On this question, we remand to the district court to undertake two tasks: to explain with more precision what provisions of the post-2017 ACA are indeed inseverable from the individual mandate; and to consider the federal defendants’ newly-suggested relief of enjoining the enforcement only of those provisions that injure the plaintiffs or declaring the Act unconstitutional only as to the plaintiff states and the two individual plaintiffs.

What should happen on remand?

Second, the district court opinion does not do the necessary legwork of parsing through the over 900 pages of the post-2017 ACA, explaining how particular segments are inextricably linked to the individual mandate.

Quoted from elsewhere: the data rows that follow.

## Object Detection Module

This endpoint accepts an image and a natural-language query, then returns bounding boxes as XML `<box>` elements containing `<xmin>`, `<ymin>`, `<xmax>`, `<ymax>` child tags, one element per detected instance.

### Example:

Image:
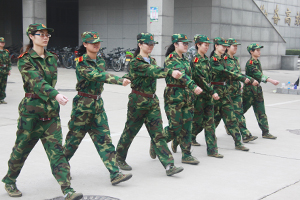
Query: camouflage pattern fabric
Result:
<box><xmin>2</xmin><ymin>49</ymin><xmax>73</xmax><ymax>194</ymax></box>
<box><xmin>137</xmin><ymin>33</ymin><xmax>158</xmax><ymax>44</ymax></box>
<box><xmin>81</xmin><ymin>31</ymin><xmax>103</xmax><ymax>44</ymax></box>
<box><xmin>191</xmin><ymin>53</ymin><xmax>218</xmax><ymax>155</ymax></box>
<box><xmin>64</xmin><ymin>54</ymin><xmax>123</xmax><ymax>179</ymax></box>
<box><xmin>0</xmin><ymin>49</ymin><xmax>11</xmax><ymax>100</ymax></box>
<box><xmin>164</xmin><ymin>51</ymin><xmax>197</xmax><ymax>157</ymax></box>
<box><xmin>117</xmin><ymin>55</ymin><xmax>174</xmax><ymax>167</ymax></box>
<box><xmin>243</xmin><ymin>58</ymin><xmax>269</xmax><ymax>134</ymax></box>
<box><xmin>210</xmin><ymin>53</ymin><xmax>246</xmax><ymax>146</ymax></box>
<box><xmin>217</xmin><ymin>53</ymin><xmax>254</xmax><ymax>137</ymax></box>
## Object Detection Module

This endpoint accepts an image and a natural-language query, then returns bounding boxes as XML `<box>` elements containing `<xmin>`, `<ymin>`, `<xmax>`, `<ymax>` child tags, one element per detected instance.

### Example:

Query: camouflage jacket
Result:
<box><xmin>244</xmin><ymin>58</ymin><xmax>269</xmax><ymax>93</ymax></box>
<box><xmin>210</xmin><ymin>53</ymin><xmax>246</xmax><ymax>98</ymax></box>
<box><xmin>0</xmin><ymin>49</ymin><xmax>11</xmax><ymax>75</ymax></box>
<box><xmin>18</xmin><ymin>49</ymin><xmax>59</xmax><ymax>118</ymax></box>
<box><xmin>73</xmin><ymin>54</ymin><xmax>123</xmax><ymax>114</ymax></box>
<box><xmin>164</xmin><ymin>51</ymin><xmax>197</xmax><ymax>104</ymax></box>
<box><xmin>123</xmin><ymin>55</ymin><xmax>173</xmax><ymax>94</ymax></box>
<box><xmin>191</xmin><ymin>53</ymin><xmax>214</xmax><ymax>98</ymax></box>
<box><xmin>225</xmin><ymin>54</ymin><xmax>254</xmax><ymax>96</ymax></box>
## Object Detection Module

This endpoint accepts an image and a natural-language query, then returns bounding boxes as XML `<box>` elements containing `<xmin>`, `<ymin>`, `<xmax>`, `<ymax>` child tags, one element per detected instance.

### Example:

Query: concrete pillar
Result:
<box><xmin>22</xmin><ymin>0</ymin><xmax>47</xmax><ymax>47</ymax></box>
<box><xmin>147</xmin><ymin>0</ymin><xmax>174</xmax><ymax>67</ymax></box>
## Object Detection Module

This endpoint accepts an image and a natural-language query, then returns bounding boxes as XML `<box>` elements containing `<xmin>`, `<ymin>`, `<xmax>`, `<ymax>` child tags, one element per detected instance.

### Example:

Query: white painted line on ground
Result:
<box><xmin>266</xmin><ymin>100</ymin><xmax>300</xmax><ymax>106</ymax></box>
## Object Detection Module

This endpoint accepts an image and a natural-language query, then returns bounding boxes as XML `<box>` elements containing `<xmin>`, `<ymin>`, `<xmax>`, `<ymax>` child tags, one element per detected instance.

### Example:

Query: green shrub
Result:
<box><xmin>285</xmin><ymin>49</ymin><xmax>300</xmax><ymax>58</ymax></box>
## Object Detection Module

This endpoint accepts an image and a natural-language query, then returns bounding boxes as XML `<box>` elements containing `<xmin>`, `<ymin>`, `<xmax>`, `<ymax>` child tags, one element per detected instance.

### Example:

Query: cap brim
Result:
<box><xmin>178</xmin><ymin>40</ymin><xmax>192</xmax><ymax>42</ymax></box>
<box><xmin>147</xmin><ymin>41</ymin><xmax>158</xmax><ymax>44</ymax></box>
<box><xmin>85</xmin><ymin>39</ymin><xmax>103</xmax><ymax>44</ymax></box>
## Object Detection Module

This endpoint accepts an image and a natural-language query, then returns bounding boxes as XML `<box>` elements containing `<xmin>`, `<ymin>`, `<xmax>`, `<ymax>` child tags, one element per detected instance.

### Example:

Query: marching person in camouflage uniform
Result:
<box><xmin>164</xmin><ymin>34</ymin><xmax>202</xmax><ymax>165</ymax></box>
<box><xmin>217</xmin><ymin>38</ymin><xmax>258</xmax><ymax>143</ymax></box>
<box><xmin>117</xmin><ymin>33</ymin><xmax>183</xmax><ymax>176</ymax></box>
<box><xmin>64</xmin><ymin>31</ymin><xmax>132</xmax><ymax>185</ymax></box>
<box><xmin>2</xmin><ymin>24</ymin><xmax>83</xmax><ymax>200</ymax></box>
<box><xmin>191</xmin><ymin>35</ymin><xmax>223</xmax><ymax>158</ymax></box>
<box><xmin>210</xmin><ymin>37</ymin><xmax>250</xmax><ymax>151</ymax></box>
<box><xmin>0</xmin><ymin>37</ymin><xmax>11</xmax><ymax>104</ymax></box>
<box><xmin>243</xmin><ymin>43</ymin><xmax>279</xmax><ymax>139</ymax></box>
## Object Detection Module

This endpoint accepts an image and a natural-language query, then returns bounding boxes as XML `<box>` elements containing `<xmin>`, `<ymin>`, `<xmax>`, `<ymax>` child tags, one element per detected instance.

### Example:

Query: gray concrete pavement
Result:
<box><xmin>0</xmin><ymin>67</ymin><xmax>300</xmax><ymax>200</ymax></box>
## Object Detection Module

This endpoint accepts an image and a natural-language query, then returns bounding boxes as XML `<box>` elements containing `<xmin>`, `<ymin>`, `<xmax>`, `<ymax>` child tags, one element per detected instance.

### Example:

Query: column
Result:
<box><xmin>147</xmin><ymin>0</ymin><xmax>174</xmax><ymax>67</ymax></box>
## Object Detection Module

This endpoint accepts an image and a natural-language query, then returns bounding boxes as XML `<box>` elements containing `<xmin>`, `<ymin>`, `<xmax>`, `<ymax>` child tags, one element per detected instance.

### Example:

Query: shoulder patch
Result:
<box><xmin>19</xmin><ymin>51</ymin><xmax>27</xmax><ymax>58</ymax></box>
<box><xmin>49</xmin><ymin>51</ymin><xmax>58</xmax><ymax>56</ymax></box>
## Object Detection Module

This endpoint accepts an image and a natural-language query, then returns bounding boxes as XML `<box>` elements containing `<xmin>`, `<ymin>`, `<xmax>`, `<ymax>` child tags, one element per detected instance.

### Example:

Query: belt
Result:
<box><xmin>40</xmin><ymin>117</ymin><xmax>51</xmax><ymax>122</ymax></box>
<box><xmin>167</xmin><ymin>84</ymin><xmax>186</xmax><ymax>88</ymax></box>
<box><xmin>25</xmin><ymin>93</ymin><xmax>41</xmax><ymax>99</ymax></box>
<box><xmin>211</xmin><ymin>82</ymin><xmax>226</xmax><ymax>85</ymax></box>
<box><xmin>132</xmin><ymin>89</ymin><xmax>155</xmax><ymax>99</ymax></box>
<box><xmin>78</xmin><ymin>92</ymin><xmax>101</xmax><ymax>100</ymax></box>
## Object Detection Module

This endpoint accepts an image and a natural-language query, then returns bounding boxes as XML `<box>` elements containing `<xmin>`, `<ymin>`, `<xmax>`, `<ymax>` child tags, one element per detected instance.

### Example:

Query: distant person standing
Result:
<box><xmin>243</xmin><ymin>43</ymin><xmax>279</xmax><ymax>139</ymax></box>
<box><xmin>0</xmin><ymin>37</ymin><xmax>11</xmax><ymax>104</ymax></box>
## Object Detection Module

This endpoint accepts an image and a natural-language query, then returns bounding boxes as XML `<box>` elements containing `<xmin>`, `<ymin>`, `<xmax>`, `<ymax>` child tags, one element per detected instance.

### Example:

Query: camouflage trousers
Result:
<box><xmin>117</xmin><ymin>94</ymin><xmax>174</xmax><ymax>167</ymax></box>
<box><xmin>216</xmin><ymin>94</ymin><xmax>251</xmax><ymax>138</ymax></box>
<box><xmin>192</xmin><ymin>95</ymin><xmax>218</xmax><ymax>155</ymax></box>
<box><xmin>0</xmin><ymin>74</ymin><xmax>8</xmax><ymax>100</ymax></box>
<box><xmin>2</xmin><ymin>116</ymin><xmax>73</xmax><ymax>194</ymax></box>
<box><xmin>64</xmin><ymin>109</ymin><xmax>119</xmax><ymax>179</ymax></box>
<box><xmin>214</xmin><ymin>94</ymin><xmax>242</xmax><ymax>146</ymax></box>
<box><xmin>243</xmin><ymin>86</ymin><xmax>269</xmax><ymax>134</ymax></box>
<box><xmin>164</xmin><ymin>102</ymin><xmax>194</xmax><ymax>157</ymax></box>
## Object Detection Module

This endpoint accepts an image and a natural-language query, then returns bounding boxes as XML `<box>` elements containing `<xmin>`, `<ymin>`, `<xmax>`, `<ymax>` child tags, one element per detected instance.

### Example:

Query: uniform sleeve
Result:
<box><xmin>210</xmin><ymin>58</ymin><xmax>246</xmax><ymax>82</ymax></box>
<box><xmin>130</xmin><ymin>59</ymin><xmax>173</xmax><ymax>78</ymax></box>
<box><xmin>246</xmin><ymin>62</ymin><xmax>269</xmax><ymax>83</ymax></box>
<box><xmin>76</xmin><ymin>61</ymin><xmax>123</xmax><ymax>85</ymax></box>
<box><xmin>18</xmin><ymin>57</ymin><xmax>58</xmax><ymax>101</ymax></box>
<box><xmin>191</xmin><ymin>63</ymin><xmax>214</xmax><ymax>95</ymax></box>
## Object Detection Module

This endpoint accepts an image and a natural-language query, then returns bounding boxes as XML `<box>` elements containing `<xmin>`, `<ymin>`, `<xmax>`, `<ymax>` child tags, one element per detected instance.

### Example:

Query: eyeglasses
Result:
<box><xmin>143</xmin><ymin>43</ymin><xmax>155</xmax><ymax>47</ymax></box>
<box><xmin>34</xmin><ymin>33</ymin><xmax>51</xmax><ymax>37</ymax></box>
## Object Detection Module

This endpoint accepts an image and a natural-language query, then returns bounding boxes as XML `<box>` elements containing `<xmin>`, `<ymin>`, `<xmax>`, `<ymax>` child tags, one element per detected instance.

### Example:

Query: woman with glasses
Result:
<box><xmin>64</xmin><ymin>31</ymin><xmax>132</xmax><ymax>185</ymax></box>
<box><xmin>117</xmin><ymin>33</ymin><xmax>183</xmax><ymax>176</ymax></box>
<box><xmin>2</xmin><ymin>24</ymin><xmax>83</xmax><ymax>200</ymax></box>
<box><xmin>164</xmin><ymin>34</ymin><xmax>202</xmax><ymax>165</ymax></box>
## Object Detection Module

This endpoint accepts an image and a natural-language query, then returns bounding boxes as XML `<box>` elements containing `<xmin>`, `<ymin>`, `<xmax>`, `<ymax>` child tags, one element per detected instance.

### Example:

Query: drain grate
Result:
<box><xmin>287</xmin><ymin>129</ymin><xmax>300</xmax><ymax>135</ymax></box>
<box><xmin>46</xmin><ymin>195</ymin><xmax>120</xmax><ymax>200</ymax></box>
<box><xmin>57</xmin><ymin>89</ymin><xmax>76</xmax><ymax>92</ymax></box>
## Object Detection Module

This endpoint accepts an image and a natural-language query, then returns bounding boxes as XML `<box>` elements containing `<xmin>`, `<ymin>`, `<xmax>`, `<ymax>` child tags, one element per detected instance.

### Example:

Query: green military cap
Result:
<box><xmin>247</xmin><ymin>43</ymin><xmax>264</xmax><ymax>53</ymax></box>
<box><xmin>171</xmin><ymin>34</ymin><xmax>192</xmax><ymax>43</ymax></box>
<box><xmin>214</xmin><ymin>37</ymin><xmax>230</xmax><ymax>47</ymax></box>
<box><xmin>26</xmin><ymin>23</ymin><xmax>54</xmax><ymax>37</ymax></box>
<box><xmin>194</xmin><ymin>35</ymin><xmax>212</xmax><ymax>44</ymax></box>
<box><xmin>227</xmin><ymin>38</ymin><xmax>241</xmax><ymax>45</ymax></box>
<box><xmin>81</xmin><ymin>31</ymin><xmax>103</xmax><ymax>44</ymax></box>
<box><xmin>136</xmin><ymin>32</ymin><xmax>158</xmax><ymax>44</ymax></box>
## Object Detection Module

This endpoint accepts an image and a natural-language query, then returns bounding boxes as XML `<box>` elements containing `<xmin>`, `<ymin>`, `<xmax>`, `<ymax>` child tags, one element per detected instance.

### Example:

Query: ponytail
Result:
<box><xmin>78</xmin><ymin>44</ymin><xmax>86</xmax><ymax>57</ymax></box>
<box><xmin>165</xmin><ymin>43</ymin><xmax>175</xmax><ymax>57</ymax></box>
<box><xmin>133</xmin><ymin>45</ymin><xmax>141</xmax><ymax>58</ymax></box>
<box><xmin>210</xmin><ymin>44</ymin><xmax>216</xmax><ymax>58</ymax></box>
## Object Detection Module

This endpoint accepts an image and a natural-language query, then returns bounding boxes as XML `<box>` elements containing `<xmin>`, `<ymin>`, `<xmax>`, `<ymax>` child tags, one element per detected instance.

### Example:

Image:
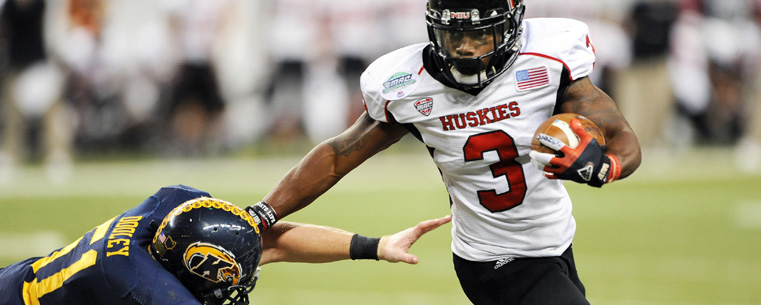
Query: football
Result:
<box><xmin>531</xmin><ymin>113</ymin><xmax>605</xmax><ymax>154</ymax></box>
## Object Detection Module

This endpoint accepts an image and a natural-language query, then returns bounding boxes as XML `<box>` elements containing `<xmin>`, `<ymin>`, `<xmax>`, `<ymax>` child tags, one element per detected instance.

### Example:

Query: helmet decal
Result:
<box><xmin>149</xmin><ymin>197</ymin><xmax>262</xmax><ymax>304</ymax></box>
<box><xmin>184</xmin><ymin>242</ymin><xmax>240</xmax><ymax>285</ymax></box>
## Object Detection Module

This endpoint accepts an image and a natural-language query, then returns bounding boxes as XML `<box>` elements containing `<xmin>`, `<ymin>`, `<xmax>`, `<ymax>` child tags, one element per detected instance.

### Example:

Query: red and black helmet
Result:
<box><xmin>150</xmin><ymin>197</ymin><xmax>262</xmax><ymax>305</ymax></box>
<box><xmin>426</xmin><ymin>0</ymin><xmax>525</xmax><ymax>89</ymax></box>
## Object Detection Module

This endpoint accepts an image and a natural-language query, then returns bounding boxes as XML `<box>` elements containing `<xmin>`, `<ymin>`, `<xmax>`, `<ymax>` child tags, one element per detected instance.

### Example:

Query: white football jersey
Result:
<box><xmin>361</xmin><ymin>18</ymin><xmax>595</xmax><ymax>261</ymax></box>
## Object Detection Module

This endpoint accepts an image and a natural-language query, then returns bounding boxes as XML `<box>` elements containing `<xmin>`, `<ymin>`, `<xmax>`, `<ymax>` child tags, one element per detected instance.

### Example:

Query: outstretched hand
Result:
<box><xmin>378</xmin><ymin>215</ymin><xmax>452</xmax><ymax>264</ymax></box>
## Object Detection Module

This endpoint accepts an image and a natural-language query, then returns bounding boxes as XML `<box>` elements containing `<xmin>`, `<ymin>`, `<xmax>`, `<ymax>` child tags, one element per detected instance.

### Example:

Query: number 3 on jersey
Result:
<box><xmin>463</xmin><ymin>130</ymin><xmax>526</xmax><ymax>213</ymax></box>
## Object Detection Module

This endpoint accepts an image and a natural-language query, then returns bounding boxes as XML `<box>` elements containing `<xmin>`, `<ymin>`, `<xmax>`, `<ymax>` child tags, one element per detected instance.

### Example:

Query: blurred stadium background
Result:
<box><xmin>0</xmin><ymin>0</ymin><xmax>761</xmax><ymax>305</ymax></box>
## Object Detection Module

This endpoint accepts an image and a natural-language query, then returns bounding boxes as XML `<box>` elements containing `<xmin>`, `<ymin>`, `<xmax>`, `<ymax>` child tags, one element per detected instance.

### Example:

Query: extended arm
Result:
<box><xmin>263</xmin><ymin>113</ymin><xmax>408</xmax><ymax>218</ymax></box>
<box><xmin>260</xmin><ymin>216</ymin><xmax>452</xmax><ymax>265</ymax></box>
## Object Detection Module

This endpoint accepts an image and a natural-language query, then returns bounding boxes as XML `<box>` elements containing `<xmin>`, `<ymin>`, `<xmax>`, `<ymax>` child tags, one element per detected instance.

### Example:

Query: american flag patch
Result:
<box><xmin>515</xmin><ymin>66</ymin><xmax>550</xmax><ymax>91</ymax></box>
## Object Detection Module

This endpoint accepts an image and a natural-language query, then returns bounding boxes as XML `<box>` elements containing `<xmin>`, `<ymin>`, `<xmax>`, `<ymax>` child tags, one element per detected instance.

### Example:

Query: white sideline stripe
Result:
<box><xmin>0</xmin><ymin>231</ymin><xmax>66</xmax><ymax>259</ymax></box>
<box><xmin>589</xmin><ymin>298</ymin><xmax>755</xmax><ymax>305</ymax></box>
<box><xmin>732</xmin><ymin>200</ymin><xmax>761</xmax><ymax>229</ymax></box>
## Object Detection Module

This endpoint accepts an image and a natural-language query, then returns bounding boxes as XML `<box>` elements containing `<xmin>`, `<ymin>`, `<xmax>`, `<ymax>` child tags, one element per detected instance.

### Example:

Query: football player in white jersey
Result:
<box><xmin>249</xmin><ymin>0</ymin><xmax>641</xmax><ymax>305</ymax></box>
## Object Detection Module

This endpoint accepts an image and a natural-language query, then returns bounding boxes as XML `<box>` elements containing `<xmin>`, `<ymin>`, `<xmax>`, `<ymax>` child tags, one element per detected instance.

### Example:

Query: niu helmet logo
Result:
<box><xmin>184</xmin><ymin>242</ymin><xmax>241</xmax><ymax>285</ymax></box>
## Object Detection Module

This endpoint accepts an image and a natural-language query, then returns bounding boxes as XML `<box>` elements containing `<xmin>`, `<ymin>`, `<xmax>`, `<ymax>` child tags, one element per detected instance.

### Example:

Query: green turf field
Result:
<box><xmin>0</xmin><ymin>146</ymin><xmax>761</xmax><ymax>305</ymax></box>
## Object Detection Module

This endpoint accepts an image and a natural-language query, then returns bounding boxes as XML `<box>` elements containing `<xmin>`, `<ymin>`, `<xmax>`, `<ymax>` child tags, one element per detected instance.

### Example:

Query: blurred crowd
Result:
<box><xmin>0</xmin><ymin>0</ymin><xmax>761</xmax><ymax>182</ymax></box>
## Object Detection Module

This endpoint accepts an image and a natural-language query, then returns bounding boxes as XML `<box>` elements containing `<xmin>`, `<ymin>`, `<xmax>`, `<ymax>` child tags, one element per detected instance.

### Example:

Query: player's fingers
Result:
<box><xmin>417</xmin><ymin>215</ymin><xmax>452</xmax><ymax>235</ymax></box>
<box><xmin>528</xmin><ymin>150</ymin><xmax>556</xmax><ymax>169</ymax></box>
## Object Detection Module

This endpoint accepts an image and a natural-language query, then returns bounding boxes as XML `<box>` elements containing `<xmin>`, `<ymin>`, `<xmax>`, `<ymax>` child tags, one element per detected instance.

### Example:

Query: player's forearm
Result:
<box><xmin>263</xmin><ymin>143</ymin><xmax>345</xmax><ymax>218</ymax></box>
<box><xmin>607</xmin><ymin>129</ymin><xmax>642</xmax><ymax>180</ymax></box>
<box><xmin>260</xmin><ymin>222</ymin><xmax>353</xmax><ymax>265</ymax></box>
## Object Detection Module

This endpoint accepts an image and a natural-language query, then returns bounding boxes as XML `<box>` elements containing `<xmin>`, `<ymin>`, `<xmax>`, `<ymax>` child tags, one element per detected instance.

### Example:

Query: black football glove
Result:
<box><xmin>530</xmin><ymin>119</ymin><xmax>621</xmax><ymax>187</ymax></box>
<box><xmin>245</xmin><ymin>201</ymin><xmax>277</xmax><ymax>234</ymax></box>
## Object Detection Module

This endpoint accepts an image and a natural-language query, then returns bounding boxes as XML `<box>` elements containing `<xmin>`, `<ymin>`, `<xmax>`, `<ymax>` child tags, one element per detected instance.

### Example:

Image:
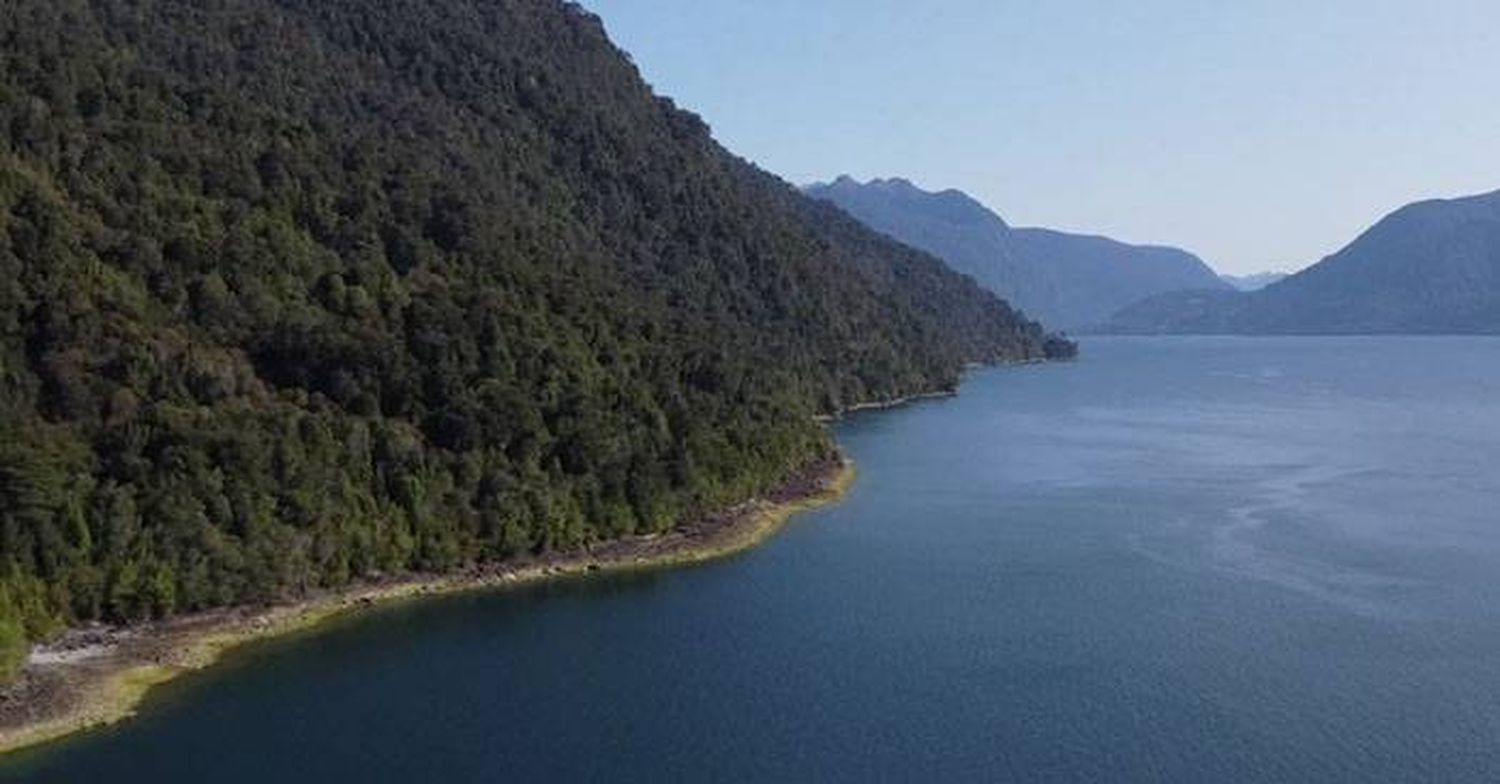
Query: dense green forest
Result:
<box><xmin>0</xmin><ymin>0</ymin><xmax>1071</xmax><ymax>669</ymax></box>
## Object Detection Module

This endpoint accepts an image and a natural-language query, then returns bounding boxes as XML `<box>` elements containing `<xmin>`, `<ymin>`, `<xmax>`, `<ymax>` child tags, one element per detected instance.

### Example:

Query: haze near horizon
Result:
<box><xmin>587</xmin><ymin>0</ymin><xmax>1500</xmax><ymax>274</ymax></box>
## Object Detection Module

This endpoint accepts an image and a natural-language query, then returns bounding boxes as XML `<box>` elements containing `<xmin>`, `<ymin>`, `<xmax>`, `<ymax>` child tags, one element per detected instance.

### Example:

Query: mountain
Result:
<box><xmin>1106</xmin><ymin>192</ymin><xmax>1500</xmax><ymax>334</ymax></box>
<box><xmin>1220</xmin><ymin>273</ymin><xmax>1289</xmax><ymax>291</ymax></box>
<box><xmin>0</xmin><ymin>0</ymin><xmax>1071</xmax><ymax>669</ymax></box>
<box><xmin>804</xmin><ymin>177</ymin><xmax>1227</xmax><ymax>330</ymax></box>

The court identifies some provisions of the ACA that would not cause any obvious injury to the plaintiffs:

Take, for example, the ACA provisions in Title IV requiring certain chain restaurants to disclose to consumers nutritional information like “the number of calories contained in the standard menu item.” Or consider the provisions in Title X establishing the level of scienter necessary to be convicted of healthcare fraud. Without more detailed analysis from the district court opinion, it is unclear how provisions like these—which certainly do not directly regulate the health insurance marketplace—were intended to work “together” with the individual mandate. . . . Whatever the solution to the problem of “legislative guesswork” the district court opinion identifies in severability doctrine as it currently stands, it must include a careful parsing of the statutory scheme at issue to address questions like these.

Yet, the Court leaves the inquiry somewhat open:

We do the same here, directing the district court to employ a finer-toothed comb on remand and conduct a more searching inquiry into which provisions of the ACA Congress intended to be inseverable from the individual mandate. We do not hold forth on just how fine-toothed that comb should be—the district court may use its best judgment to determine how best to break the ACA down into constituent groupings, segments, or provisions to be analyzed. Nor do we make any comment on whether the district court should take into account the government’s new posture on appeal or what the ultimate outcome of the severability analysis should be

The majority suggests that this sort of severability analysis could lead to several possible outcomes. Here, the court cites my article on the case:

It may still be that none of the ACA is severable from the individual mandate, even after this inquiry is concluded. It may be that all of the ACA is severable from the individual mandate. It may also be that some of the ACA is severable from the individual mandate, and some is not.46

46. For an explanation of some, but certainly not all, of the potential conclusions with regard to severability, see Josh Blackman, Undone: The New Constitutional Challenge to Obamacare, 23 Tex. Rev. L. & Pol. 1, 28–51 (2018) (stating that the district court could halt the enforcement of just the individual mandate, halt the enforcement of the entire Act, or halt the enforcement of the community-rating and guaranteed-issue provisions along with the individual mandate, for example). The district court could also issue a declaratory judgment without enjoining any government official.

One final note. Judge Elrod favorably cited Jonathan Mitchell’s article, The Writ-of-Erasure Fallacy:

Second, severability doctrine forces courts to “weigh in on statutory provisions that no party has standing to challenge, bringing courts dangerously close to issuing advisory opinions.” Murphy, 138 S. Ct. at 1487 (Thomas, J., concurring); see also Jonathan F. Mitchell, The Writ-of-Erasure Fallacy, 104 Va. L. Rev. 933, 936 (2018) (“The federal courts have no authority to erase a duly enacted law from the statute books, [but can only] decline to enforce a statute in a particular case or controversy.”41).

41 If that is true, then courts are speaking loosely when they state that they are “invalidating” or “striking down” a law.

No, courts cannot “invalidate” or “strike down” laws. Judges should stop using those malapropisms.